About as close as anything could come to linking Saddam to Al Qaeda was a memo from one Saddam's intelligence services "written a decade before Operation Iraqi Freedom." It says: "In a meeting in the Sudan we agreed to renew our relations with the Islamic Jihad Organization in Egypt." That organization would eventually merge with Al Qaeda in the late 1990s, long after the apparent meeting in Sudan. It also says that for a time in the mid-1990s, Saddam and Al Qaeda had "indirect cooperation" by offering "training and motivation" to some of the same terror organizations in that country.

Out of this thin gruel, Hayes attempted to make a meal in the Standard's pages this week. He lifted as many bullet points from the report as he could that, out of context, seemed to bolster his theory. He then went about attacking reporters who accurately wrote that the study found no direct connection between Saddam and Al Qaeda. Hayes tacitly promised his readers that history will ultimately vindicate him, writing that "as much as we have learned from this impressive collection of documents, it is only a fraction of what we will know in 10, 20 or 50 years." And he expressed puzzlement that an administration with an obvious credibility problem had not "done anything to promote the study."
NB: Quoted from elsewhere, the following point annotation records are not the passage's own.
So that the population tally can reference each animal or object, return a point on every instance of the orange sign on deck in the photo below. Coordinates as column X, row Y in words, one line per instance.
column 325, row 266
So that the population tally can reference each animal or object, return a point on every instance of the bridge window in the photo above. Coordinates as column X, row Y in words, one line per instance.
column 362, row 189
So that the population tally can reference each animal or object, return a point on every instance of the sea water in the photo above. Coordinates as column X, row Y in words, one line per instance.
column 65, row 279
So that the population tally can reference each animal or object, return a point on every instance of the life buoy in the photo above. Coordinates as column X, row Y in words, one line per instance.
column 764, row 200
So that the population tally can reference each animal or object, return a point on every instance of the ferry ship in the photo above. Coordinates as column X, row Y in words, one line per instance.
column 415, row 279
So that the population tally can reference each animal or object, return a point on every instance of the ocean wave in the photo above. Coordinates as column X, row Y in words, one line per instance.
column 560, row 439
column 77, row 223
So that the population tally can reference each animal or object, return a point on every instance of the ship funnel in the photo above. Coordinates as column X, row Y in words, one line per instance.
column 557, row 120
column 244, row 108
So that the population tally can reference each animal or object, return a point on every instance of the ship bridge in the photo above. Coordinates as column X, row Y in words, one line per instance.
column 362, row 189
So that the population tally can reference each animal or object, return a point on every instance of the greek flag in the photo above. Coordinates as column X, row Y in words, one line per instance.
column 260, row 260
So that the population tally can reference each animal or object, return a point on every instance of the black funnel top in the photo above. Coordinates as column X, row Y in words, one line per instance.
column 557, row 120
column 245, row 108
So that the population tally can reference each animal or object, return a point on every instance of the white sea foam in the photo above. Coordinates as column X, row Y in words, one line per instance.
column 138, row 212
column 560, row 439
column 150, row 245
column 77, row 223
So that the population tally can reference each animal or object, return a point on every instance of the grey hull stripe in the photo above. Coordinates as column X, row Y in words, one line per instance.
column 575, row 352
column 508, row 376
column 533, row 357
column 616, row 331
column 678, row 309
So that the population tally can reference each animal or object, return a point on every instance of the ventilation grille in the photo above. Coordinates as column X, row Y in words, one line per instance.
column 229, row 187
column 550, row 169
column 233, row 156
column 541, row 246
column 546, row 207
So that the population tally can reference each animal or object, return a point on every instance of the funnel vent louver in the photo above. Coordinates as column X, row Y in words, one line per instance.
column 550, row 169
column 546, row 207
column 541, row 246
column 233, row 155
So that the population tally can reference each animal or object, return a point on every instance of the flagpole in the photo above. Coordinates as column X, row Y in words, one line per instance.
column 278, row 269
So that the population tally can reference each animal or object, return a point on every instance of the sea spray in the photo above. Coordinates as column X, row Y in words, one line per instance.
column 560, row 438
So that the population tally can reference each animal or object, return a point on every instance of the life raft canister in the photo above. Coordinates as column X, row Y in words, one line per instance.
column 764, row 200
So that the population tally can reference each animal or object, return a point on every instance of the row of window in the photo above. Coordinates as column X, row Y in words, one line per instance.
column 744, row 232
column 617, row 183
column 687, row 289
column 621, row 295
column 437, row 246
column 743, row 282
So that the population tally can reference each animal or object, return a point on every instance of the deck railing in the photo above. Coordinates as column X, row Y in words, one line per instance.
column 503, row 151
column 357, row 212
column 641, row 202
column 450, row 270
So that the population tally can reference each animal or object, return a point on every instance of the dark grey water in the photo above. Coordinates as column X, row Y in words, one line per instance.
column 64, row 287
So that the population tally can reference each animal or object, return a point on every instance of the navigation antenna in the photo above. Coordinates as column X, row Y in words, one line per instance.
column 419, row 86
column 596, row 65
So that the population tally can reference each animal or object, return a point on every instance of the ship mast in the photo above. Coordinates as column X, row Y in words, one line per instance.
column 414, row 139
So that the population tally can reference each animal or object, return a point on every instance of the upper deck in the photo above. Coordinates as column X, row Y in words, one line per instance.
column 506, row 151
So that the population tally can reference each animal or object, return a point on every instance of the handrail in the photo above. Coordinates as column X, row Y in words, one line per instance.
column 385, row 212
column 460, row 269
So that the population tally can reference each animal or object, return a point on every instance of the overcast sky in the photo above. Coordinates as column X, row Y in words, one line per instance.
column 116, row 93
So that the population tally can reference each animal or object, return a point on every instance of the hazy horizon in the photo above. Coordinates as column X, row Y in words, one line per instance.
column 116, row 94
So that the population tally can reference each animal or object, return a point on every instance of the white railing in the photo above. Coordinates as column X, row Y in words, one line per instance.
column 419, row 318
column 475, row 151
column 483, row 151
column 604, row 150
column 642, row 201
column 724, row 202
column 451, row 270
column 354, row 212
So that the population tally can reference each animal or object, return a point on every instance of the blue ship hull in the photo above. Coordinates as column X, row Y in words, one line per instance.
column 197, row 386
How stupid do you have to be to be the the official stenographer for the stupidest f------ guy on earth? Pretty f------ stupid.

And PGL of Angry Bear:

Angry Bear: Jonan Goldberg must omniscient as he pens a stinging review of Scott McClellan’s What Happened even though:

I have not read the book. I will once I finish eating the contents of my sock drawer (which ranks slightly higher on my to-do list).
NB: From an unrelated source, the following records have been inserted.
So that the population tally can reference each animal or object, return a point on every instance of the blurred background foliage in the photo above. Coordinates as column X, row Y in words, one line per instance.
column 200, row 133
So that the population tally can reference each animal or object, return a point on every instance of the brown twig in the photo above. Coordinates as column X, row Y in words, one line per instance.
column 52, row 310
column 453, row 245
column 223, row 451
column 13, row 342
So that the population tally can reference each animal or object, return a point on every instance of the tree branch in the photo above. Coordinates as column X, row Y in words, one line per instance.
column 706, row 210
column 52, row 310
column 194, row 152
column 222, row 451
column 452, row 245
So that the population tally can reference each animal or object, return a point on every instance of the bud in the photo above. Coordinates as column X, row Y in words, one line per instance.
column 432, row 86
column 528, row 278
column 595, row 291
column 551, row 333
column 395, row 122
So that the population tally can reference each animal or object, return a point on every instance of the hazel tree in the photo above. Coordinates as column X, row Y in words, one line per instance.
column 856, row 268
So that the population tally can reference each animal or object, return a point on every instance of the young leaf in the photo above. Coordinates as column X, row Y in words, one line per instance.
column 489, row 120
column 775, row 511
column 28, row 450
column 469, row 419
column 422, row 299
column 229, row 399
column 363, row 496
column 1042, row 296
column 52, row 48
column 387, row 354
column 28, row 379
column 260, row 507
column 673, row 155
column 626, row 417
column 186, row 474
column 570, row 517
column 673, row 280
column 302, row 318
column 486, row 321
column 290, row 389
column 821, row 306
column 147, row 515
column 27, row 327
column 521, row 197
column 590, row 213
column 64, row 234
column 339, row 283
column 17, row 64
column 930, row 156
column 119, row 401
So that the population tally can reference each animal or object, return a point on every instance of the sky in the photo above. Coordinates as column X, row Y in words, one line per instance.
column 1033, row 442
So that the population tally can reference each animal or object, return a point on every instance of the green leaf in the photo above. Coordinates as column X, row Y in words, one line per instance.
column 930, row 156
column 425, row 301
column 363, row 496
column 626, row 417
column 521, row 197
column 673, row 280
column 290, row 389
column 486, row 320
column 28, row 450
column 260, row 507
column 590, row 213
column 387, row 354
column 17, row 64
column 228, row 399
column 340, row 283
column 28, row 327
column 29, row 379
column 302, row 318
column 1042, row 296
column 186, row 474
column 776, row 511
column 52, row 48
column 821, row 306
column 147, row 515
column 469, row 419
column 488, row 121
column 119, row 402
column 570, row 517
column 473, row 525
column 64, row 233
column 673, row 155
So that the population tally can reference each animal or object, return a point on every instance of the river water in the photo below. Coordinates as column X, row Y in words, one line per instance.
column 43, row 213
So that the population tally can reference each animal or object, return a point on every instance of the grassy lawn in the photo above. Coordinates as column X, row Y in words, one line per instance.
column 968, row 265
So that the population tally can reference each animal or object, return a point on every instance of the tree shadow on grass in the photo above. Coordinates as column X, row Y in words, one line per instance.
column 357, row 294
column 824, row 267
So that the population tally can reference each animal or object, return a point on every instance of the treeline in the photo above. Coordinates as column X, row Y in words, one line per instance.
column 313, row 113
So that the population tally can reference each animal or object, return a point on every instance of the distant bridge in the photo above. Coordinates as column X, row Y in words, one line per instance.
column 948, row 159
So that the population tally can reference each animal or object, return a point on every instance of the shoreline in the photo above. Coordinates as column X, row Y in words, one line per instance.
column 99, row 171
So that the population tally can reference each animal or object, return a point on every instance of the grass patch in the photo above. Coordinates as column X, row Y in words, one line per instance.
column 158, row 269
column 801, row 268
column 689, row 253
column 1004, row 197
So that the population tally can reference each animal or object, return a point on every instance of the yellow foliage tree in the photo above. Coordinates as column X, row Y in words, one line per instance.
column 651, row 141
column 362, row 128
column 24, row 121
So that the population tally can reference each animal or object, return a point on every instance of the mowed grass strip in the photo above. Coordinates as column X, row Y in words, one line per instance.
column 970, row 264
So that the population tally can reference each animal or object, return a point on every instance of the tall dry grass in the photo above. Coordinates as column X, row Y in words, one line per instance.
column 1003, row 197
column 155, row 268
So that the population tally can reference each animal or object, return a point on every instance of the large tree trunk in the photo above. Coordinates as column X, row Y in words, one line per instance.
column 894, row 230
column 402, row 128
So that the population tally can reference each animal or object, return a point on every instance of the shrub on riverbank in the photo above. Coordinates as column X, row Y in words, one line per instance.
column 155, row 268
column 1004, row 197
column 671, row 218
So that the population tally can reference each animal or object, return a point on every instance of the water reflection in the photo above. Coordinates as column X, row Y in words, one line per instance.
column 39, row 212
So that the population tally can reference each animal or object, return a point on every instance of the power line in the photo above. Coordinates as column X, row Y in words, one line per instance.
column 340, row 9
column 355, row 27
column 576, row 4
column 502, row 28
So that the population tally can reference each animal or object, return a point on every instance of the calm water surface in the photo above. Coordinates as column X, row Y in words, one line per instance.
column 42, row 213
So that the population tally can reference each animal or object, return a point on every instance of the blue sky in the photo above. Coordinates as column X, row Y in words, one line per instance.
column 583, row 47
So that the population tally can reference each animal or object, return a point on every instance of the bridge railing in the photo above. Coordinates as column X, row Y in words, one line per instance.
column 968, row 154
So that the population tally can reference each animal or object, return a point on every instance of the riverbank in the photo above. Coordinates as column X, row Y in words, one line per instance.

Now if you think the second sentence in this quote is juvenile – don’t bother reading the rest of Goldberg’s rant. OK, I lied. It is not a stinging review. In fact, it is about as idiotic as anything from this worthless pundit. But please consider this:

McClellan’s only legitimate beef seems to be his unjust treatment during the Valerie Plame investigation.
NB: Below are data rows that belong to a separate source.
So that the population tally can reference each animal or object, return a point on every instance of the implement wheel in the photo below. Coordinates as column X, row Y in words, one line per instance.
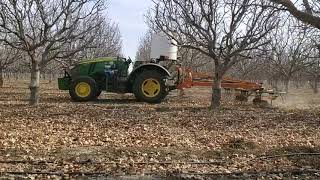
column 83, row 89
column 149, row 86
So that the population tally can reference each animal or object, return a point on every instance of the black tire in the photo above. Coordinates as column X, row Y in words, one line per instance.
column 98, row 92
column 92, row 95
column 141, row 95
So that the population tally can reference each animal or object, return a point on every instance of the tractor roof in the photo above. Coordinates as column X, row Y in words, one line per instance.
column 95, row 60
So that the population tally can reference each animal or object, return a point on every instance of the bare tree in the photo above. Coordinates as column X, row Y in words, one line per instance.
column 107, row 43
column 8, row 56
column 290, row 49
column 226, row 31
column 307, row 11
column 42, row 28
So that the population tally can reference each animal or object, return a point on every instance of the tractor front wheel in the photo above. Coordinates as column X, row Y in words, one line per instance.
column 149, row 86
column 83, row 89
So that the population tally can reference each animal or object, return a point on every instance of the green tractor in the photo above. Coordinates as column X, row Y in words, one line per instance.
column 149, row 81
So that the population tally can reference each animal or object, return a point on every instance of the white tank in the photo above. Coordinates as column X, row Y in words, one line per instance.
column 161, row 45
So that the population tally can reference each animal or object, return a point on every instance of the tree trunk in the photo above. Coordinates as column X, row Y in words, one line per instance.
column 1, row 78
column 287, row 83
column 34, row 84
column 216, row 92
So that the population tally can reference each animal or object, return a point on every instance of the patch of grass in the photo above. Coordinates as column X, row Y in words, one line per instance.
column 304, row 160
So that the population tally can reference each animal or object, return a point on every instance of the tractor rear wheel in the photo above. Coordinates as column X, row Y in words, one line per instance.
column 149, row 86
column 83, row 89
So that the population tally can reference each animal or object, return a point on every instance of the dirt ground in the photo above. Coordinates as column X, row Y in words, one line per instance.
column 180, row 137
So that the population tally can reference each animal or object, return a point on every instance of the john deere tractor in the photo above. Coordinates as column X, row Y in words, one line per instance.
column 149, row 81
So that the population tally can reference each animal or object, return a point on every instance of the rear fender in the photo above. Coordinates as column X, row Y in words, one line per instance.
column 144, row 67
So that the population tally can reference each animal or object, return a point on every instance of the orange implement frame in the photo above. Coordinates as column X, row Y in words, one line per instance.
column 202, row 79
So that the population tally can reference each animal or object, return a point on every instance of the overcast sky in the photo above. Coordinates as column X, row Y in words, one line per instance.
column 129, row 14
Really? The book has no other legitimate complaints? How on earth would Jonah know if he hasn’t even bothered to read anything? I guess his mommy told him so.

And special Bob Dole is the last one in the Republican Party bonus:

Jonathan Martin's Blog: Bob Dole unloads on McClellan - Politico.com: Bob Dole yesterday sent a scalding email to Scott McClellan, excoriating the former White House spokesman as a "miserable creature" who greedily betrayed his former patron for a fast buck.... "There are miserable creatures like you in every administration who don’t have the guts to speak up or quit if there are disagreements with the boss or colleagues," Dole wrote in a message sent yesterday morning. "No, your type soaks up the benefits of power, revels in the limelight for years, then quits, and spurred on by greed, cashes in with a scathing critique."... "In my nearly 36 years of public service I've known of a few like you," Dole writes, recounting his years representing Kansas in the House and Senate.  "No doubt you will 'clean up' as the liberal anti-Bush press will promote your belated concerns with wild enthusiasm. When the money starts rolling in you should donate it to a worthy cause, something like, 'Biting The Hand That Fed Me.' Another thought is to weasel your way back into the White House if a Democrat is elected. That would provide a good set up for a second book deal in a few years"

Dole assures McClellan that he won't read the book --  "because if all these awful things were happening, and perhaps some may have been, you should have spoken up publicly like a man, or quit your cushy, high profile job. That would have taken integrity and courage but then you would have had credibility and your complaints could have been aired objectively," Dole concludes.  "You’re a hot ticket now but don’t you, deep down, feel like a total ingrate?"